Davayı, Cumhuriyet Halk Partisi (CHP) Milletvekili Sezgin Tanrıkulu, Halkların Demokratik Partisi (HDP) Milletvekili Ömer Faruk Gergerlioğlu, Türkiye Barolar Birliği Başkanı Erinç Sağkan, Amsterdam Barosu, Avrupa Barolar Federasyonu, Avrupa Barolar ve Hukuk Birlikleri Konseyi, Avrupalı Demokratik Avukatlar, Hollanda’dan Avukatlar İçin Avukatlar, Fransa Avukat Sendikası, Berlin Barosu, Bologna Barosu, Brüksel Barosu, Demokraside Araştırma ve Detaylandırma Merkezi/Uluslararası Hukuki Müdahale Grubu, Dünya’da İnsan Hakları ve Demokrasi İçin Avrupa Avukatlar Birliği, Fransa Baro Başkanları Konferansı, Fransa Barolar Birliği, Haute de Seine Barosu, İtalya Hukuk Ekibi, İsviçreli Demokratik Avukatlar, Liege-Huy Barosu, Lucca Barosu, Norveç Barosu, Paris Barosu, Plovdiv Barosu, Rotterdam Barosu, Seine Saint Denis Barosu, Sınır Tanımayan Avukatlar, Tehlikedeki Avukatlar için Uluslararası Gözlem Uluslararası Avukatlar Birliği (UIA-IROL) temsilcileri de takip etti.

İstanbul 18. Ağır Ceza Mahkemesi’nin Silivri Kapalı Cezaevi Yerleşkesi’nde görülen davanın kasım ayında yapılan duruşmasında esas hakkında mütalaasını sunan Savcı Haluk Tunç, birleştirilen iki ayrı davada yargılanan tüm avukatların “örgüt yöneticiliği”, “örgüt üyeliği” ya da “örgüt propagandası” suçlarından cezalandırılmasını talep etti. Mahkemenin, “gizli tanık belgeleri” yönünden kovuşturmanın genişletilmesi kararı vermesinin ardından ertelenen duruşmaya bugün (5 Ocak 2022) Silivri’de devam edildi.
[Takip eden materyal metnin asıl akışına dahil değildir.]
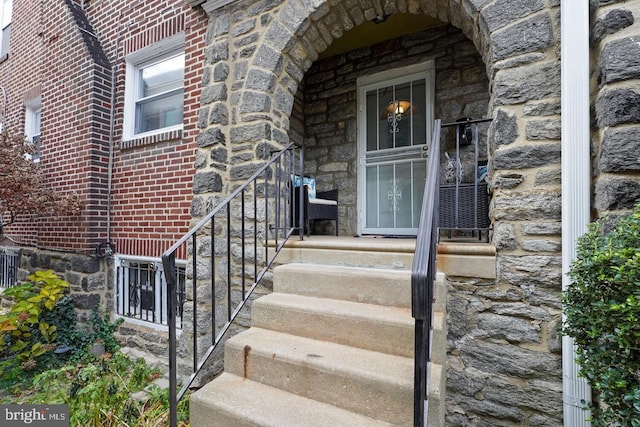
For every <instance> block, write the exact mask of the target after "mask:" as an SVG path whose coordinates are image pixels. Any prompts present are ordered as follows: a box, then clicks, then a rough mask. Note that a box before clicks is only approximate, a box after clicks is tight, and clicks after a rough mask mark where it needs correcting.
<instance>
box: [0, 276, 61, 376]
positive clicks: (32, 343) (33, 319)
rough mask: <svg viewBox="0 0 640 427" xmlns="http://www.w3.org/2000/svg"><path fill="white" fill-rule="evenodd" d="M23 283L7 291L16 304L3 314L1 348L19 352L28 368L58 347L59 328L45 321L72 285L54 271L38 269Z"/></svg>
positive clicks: (5, 351) (6, 295) (24, 365)
mask: <svg viewBox="0 0 640 427" xmlns="http://www.w3.org/2000/svg"><path fill="white" fill-rule="evenodd" d="M28 278H29V280H30V281H31V282H27V283H24V284H21V285H17V286H15V287H13V288H9V289H7V290H5V292H4V294H3V295H4V296H7V297H10V298H13V300H14V303H13V305H12V306H11V309H10V310H9V311H8V312H7V313H2V314H0V337H1V339H0V351H1V352H2V353H3V354H4V355H5V356H11V355H15V356H16V357H17V358H18V360H19V361H20V362H22V366H23V369H24V370H31V369H33V368H35V366H36V364H37V362H36V360H37V359H38V358H39V357H40V356H42V355H43V354H45V353H46V352H47V351H51V350H53V349H54V348H55V344H54V342H55V339H56V335H57V327H56V326H55V325H53V324H50V323H48V322H46V321H44V320H43V318H44V315H45V313H47V312H50V311H51V310H53V308H54V307H55V305H56V302H57V301H58V300H59V299H61V298H62V297H63V296H64V292H65V291H66V289H67V288H68V287H69V284H68V283H67V282H65V281H64V280H62V279H61V278H60V277H59V276H58V275H56V274H55V273H54V272H53V271H51V270H47V271H37V272H35V273H33V274H32V275H30V276H29V277H28Z"/></svg>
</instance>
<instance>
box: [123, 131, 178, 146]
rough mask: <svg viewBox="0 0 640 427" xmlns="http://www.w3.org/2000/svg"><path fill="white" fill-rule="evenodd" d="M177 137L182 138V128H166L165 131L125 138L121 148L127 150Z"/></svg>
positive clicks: (166, 140) (167, 139)
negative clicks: (169, 129)
mask: <svg viewBox="0 0 640 427" xmlns="http://www.w3.org/2000/svg"><path fill="white" fill-rule="evenodd" d="M176 139H182V129H181V128H180V129H173V130H166V131H163V132H158V133H154V134H151V135H141V136H137V137H134V138H131V139H123V140H122V141H121V142H120V148H122V149H123V150H126V149H127V148H136V147H142V146H144V145H152V144H157V143H159V142H165V141H172V140H176Z"/></svg>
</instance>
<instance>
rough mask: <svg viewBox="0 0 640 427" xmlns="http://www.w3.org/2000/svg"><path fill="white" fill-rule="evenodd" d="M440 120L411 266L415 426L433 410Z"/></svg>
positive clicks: (422, 203)
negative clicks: (434, 321)
mask: <svg viewBox="0 0 640 427" xmlns="http://www.w3.org/2000/svg"><path fill="white" fill-rule="evenodd" d="M439 143H440V120H436V121H435V124H434V127H433V138H432V140H431V146H430V147H429V158H428V159H427V177H426V180H425V186H424V195H423V199H422V210H421V214H420V224H419V226H418V235H417V238H416V250H415V254H414V258H413V265H412V267H411V315H412V316H413V318H414V319H415V361H414V409H413V420H414V422H413V424H414V426H415V427H422V426H426V423H427V418H428V409H429V400H428V399H429V394H428V390H429V371H430V368H431V330H432V325H433V297H434V282H435V278H436V251H437V242H438V199H439V191H438V187H439V180H440V175H439V160H440V148H439V147H440V144H439Z"/></svg>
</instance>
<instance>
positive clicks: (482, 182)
mask: <svg viewBox="0 0 640 427" xmlns="http://www.w3.org/2000/svg"><path fill="white" fill-rule="evenodd" d="M490 121H491V119H479V120H471V119H464V120H463V119H460V120H459V121H456V122H453V123H446V124H443V125H442V126H441V127H442V132H441V135H440V138H441V139H440V141H438V142H439V144H438V147H439V149H440V147H441V149H442V150H443V153H442V156H441V158H440V159H441V163H440V165H439V167H440V175H441V180H440V181H441V183H440V185H439V189H440V190H439V193H440V194H439V196H440V205H439V211H438V212H439V221H438V224H439V226H440V230H441V231H443V232H444V233H443V235H444V236H445V237H448V238H452V237H453V236H454V234H456V235H457V237H459V236H463V237H464V236H467V235H470V236H475V235H476V233H477V236H478V238H479V239H482V238H483V236H484V239H485V240H487V239H488V237H489V229H490V225H491V223H490V221H489V188H488V187H489V186H488V180H487V176H488V174H487V172H488V171H487V160H486V158H487V147H486V145H485V146H482V145H481V144H480V140H481V139H485V138H486V130H487V129H486V126H484V125H485V124H487V123H489V122H490ZM447 128H452V130H453V132H445V130H446V129H447ZM485 140H486V139H485ZM450 151H453V152H452V153H450Z"/></svg>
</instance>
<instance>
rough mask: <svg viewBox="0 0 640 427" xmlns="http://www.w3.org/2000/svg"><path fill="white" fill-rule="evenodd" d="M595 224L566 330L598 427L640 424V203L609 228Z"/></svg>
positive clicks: (573, 267) (580, 245) (594, 417)
mask: <svg viewBox="0 0 640 427" xmlns="http://www.w3.org/2000/svg"><path fill="white" fill-rule="evenodd" d="M606 221H607V219H606V218H605V219H601V220H599V221H596V222H594V223H593V224H591V225H590V226H589V230H588V232H587V233H585V235H583V236H582V237H581V238H580V239H579V241H578V245H577V257H576V259H575V261H574V262H573V263H572V266H571V269H570V272H569V277H570V279H571V283H570V285H569V286H568V287H567V289H566V290H565V292H564V294H563V303H564V312H565V316H566V320H565V323H564V328H563V332H564V333H565V334H567V335H570V336H571V337H573V339H574V342H575V344H576V346H577V359H576V361H577V363H578V364H579V365H580V367H581V375H582V376H583V377H585V378H586V379H587V381H588V382H589V384H590V385H591V387H592V388H593V390H594V394H595V395H596V398H597V400H598V401H599V404H592V405H591V408H590V409H591V410H592V418H593V419H592V424H593V425H594V426H605V425H606V426H608V425H616V426H640V322H638V319H639V318H640V204H637V205H636V206H635V208H634V210H633V212H631V214H629V215H628V216H624V217H621V218H619V219H618V220H617V222H616V224H615V227H614V228H613V229H612V230H611V231H609V232H604V231H603V230H604V225H605V222H606Z"/></svg>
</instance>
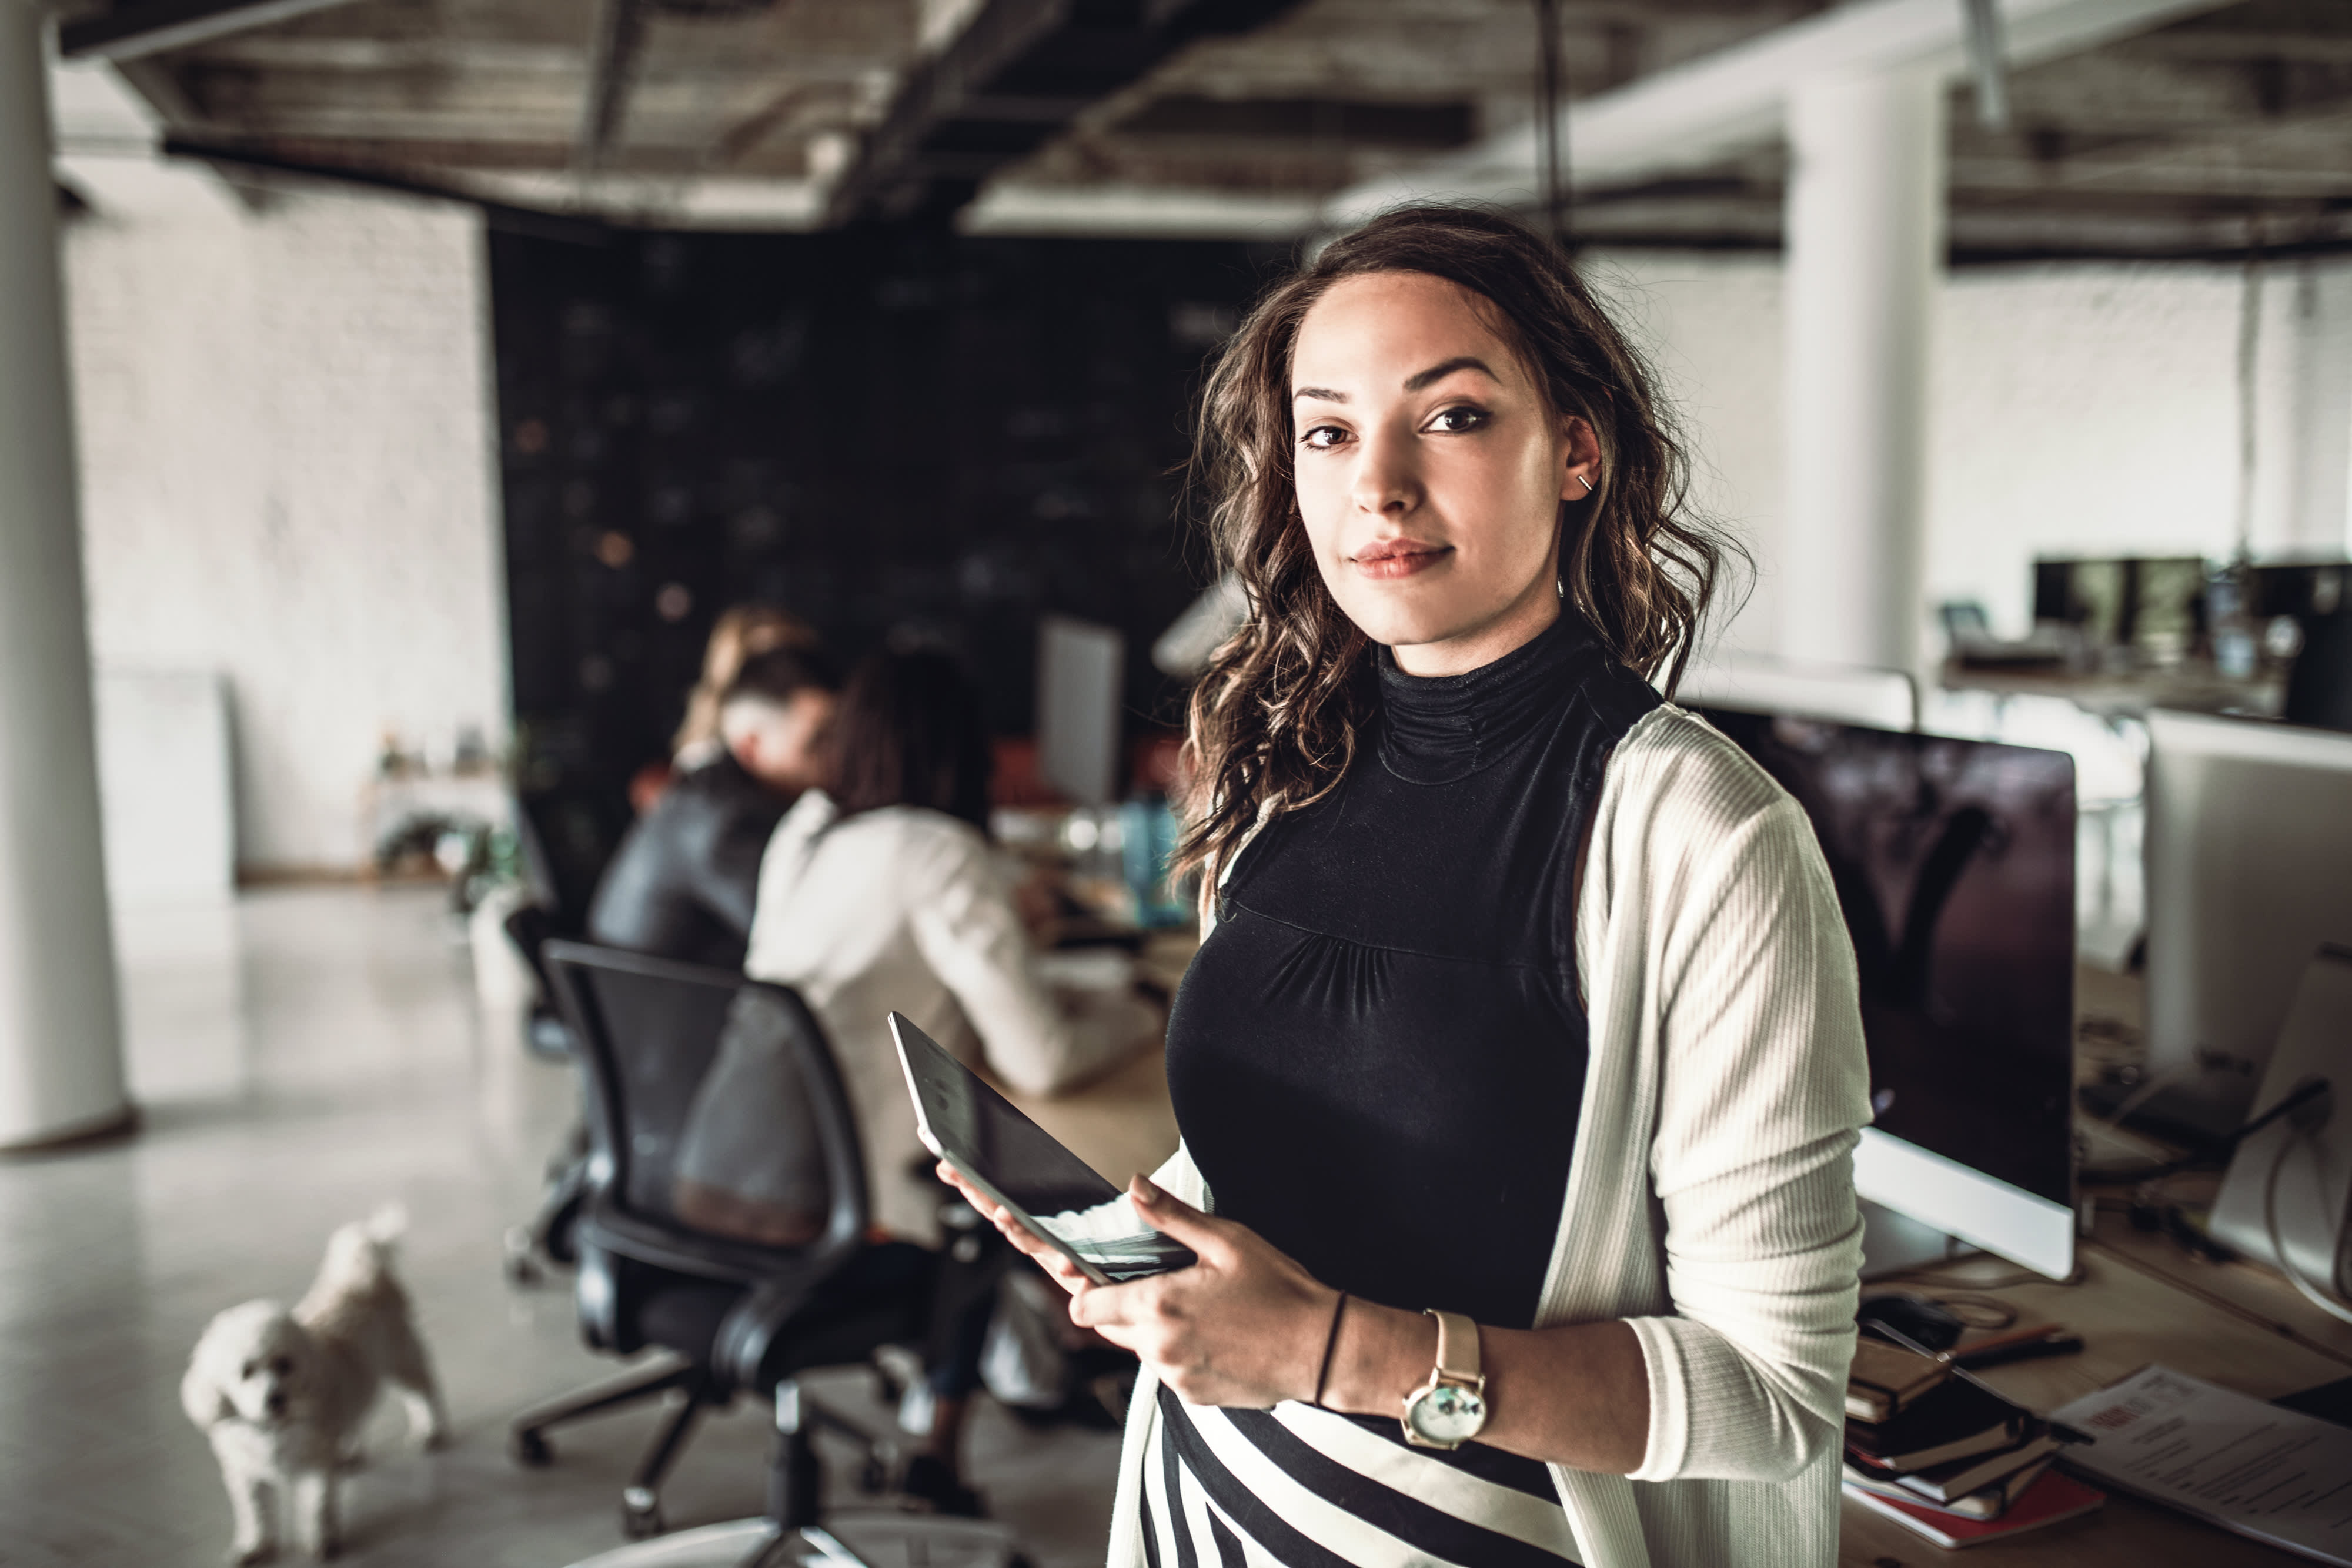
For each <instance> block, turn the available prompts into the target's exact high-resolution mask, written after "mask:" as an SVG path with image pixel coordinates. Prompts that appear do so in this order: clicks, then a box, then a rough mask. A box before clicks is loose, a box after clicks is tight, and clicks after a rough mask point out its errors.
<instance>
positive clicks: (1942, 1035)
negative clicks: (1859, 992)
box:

Üç gün sürecek olan duruşmada mahkeme avukat Barkın Timtik ve Selçuk Kozağaçlı’nın tutukluluğunun devamına karar verdi. Duruşmaya yarın devam edilecek.

T24‘te yayımlanan habere göre, Mahkeme Başkanı, “Dün ikindi vakitlerinde dijital materyalleri buldum. Ramazan Akyürek imzalı. 6 hard disk, 3 DVD, 2 CD var; sabah tarattım,  birbiriyle tutarlı, tutanak tutuldu. Emanete alındığı 25 Ocak 2007’den hiç istenmemiş. Dijital deliller açılınca bozulabilir mi, Adli Tıp’a göndereceğim. Bu celsede sadece tahliye taleplerini alayım. Çünkü esasa giremiyorum” dedi.

“Öne sürülen delillerin köküne gidilerek araştırılsın”

Duruşmada, tutuksuz yargılanan avukatlardan Taylan Tanay’ın müdafii olarak söz alan eski Cumhuriyet Başsavcısı ve eski CHP Milletvekili İlhan Cihaner, “öne sürülen delillerin köküne gidilerek araştırılmasını” istedi “Dijital delilllerin altındaki imza bile bu delilleri geçersiz hale getiriyor” diyen Cihaner sözlerini şöyle sürdürdü:

Altındaki imza (Ankara 4. Ağır Ceza Mahkemesi’nde görülen FETÖ davasında 45 yıl hapse mahkûm edilen eski EGM İstihbarat Daire Başkanı) Ramazan Akyürek. Malum, Fethullahçı çetenin dijital uydurma deliller sürecini Oda TV davasından Ergenekon davaları sürecine kadar gördük. Delil torbası yaratılıyor, ihtiyaç duyulunca çıkıyor, sonra başka yere konuyordu. İnsanların hayatlarının mahvına neden olan durumlar yarattılar. Şimdi bu bahsedilen delillerin usulüne uygun elde edilip edilmediğinin, köküne gidilerek araştırılması lazım. Zehirli ağacın meyvesi de zehirli olur, diyoruz. Hollanda makamlarına da yazı yazılarak arama kararı var mı, kendilerine nasıl intikal etti, kendilerinde örneği var mı, bunların sorulup araştırılması gerekir. Bu araştırmayla delilin ilk ortaya çıktığı andan emanete gelene kadar hiçbir aşamasında soru işareti kalmamalı ve süreç kesintisiz olarak ortaya konmalı.”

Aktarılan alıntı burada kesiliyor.